My Lords, one minute has been taken out of my time by the interventions of the excitable noble Lord and his colleague. I hope to be allowed to address the concerns raised by all noble Lords in this debate. I was going to get round to the question of the noble Lord, Lord Fowler, and I have another minute in which to speak. Let us stay calm and he will have an answer, but first I want to address the point made by the noble Baroness, Lady Murphy, about unbundling the tariff. Tomorrow there will be guidance on this posted on the Department of Health website.

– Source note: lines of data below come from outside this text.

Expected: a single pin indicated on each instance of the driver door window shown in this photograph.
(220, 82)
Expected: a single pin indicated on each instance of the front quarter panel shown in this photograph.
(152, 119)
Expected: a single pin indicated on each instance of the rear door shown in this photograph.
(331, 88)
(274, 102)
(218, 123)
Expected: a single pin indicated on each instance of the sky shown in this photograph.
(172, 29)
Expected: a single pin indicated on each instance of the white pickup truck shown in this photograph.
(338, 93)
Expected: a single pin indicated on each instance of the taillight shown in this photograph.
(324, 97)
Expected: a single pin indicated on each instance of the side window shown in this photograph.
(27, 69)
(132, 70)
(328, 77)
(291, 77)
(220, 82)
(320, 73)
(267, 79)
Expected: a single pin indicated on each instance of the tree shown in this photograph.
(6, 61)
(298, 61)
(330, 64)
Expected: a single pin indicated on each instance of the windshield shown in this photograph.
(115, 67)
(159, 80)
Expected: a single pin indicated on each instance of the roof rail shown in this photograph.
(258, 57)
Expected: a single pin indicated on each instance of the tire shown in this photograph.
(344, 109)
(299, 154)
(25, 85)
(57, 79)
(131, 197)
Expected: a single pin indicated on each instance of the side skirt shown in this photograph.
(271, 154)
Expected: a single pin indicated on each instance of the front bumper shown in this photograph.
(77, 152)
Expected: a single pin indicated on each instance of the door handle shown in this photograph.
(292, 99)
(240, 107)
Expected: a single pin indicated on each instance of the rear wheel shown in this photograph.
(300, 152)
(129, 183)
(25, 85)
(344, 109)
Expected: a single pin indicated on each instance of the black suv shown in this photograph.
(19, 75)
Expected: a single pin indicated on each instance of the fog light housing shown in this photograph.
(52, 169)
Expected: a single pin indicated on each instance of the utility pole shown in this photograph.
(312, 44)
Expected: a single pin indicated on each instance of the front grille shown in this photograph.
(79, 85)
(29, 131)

I was rather looking forward to dealing with the noble Lord, Lord Fowler. Let me reassure him that I was at the meeting. As a Minister of State I do not have any special advisers, nor does my good friend the honourable Mr Andy Burnham. The Secretary of State has special advisers in the same way that other Cabinet Ministers have done under successive Governments. What I would say to the noble Lord—and I was a civil servant when he was the Secretary of State—is that I respect the fact that when he was in that position, he and his colleagues would, quite rightly, discuss areas where there might be public anxieties about changes of policy. I was in attendance on some of those occasions and I am going to respect the confidentiality of the discussions, just as I am going to respect the confidentiality of the discussions I had on the occasion he mentioned with my political colleagues. That is a perfectly sensible way for any Government to conduct themselves.

In conclusion, over the next few years the NHS will be transformed by the extra money we have put in and we will provide vastly improved maternity services in conjunction with a new generation of community hospitals. We have had an interesting debate and I am sorry it has not satisfied all noble Lords in terms of its outcome.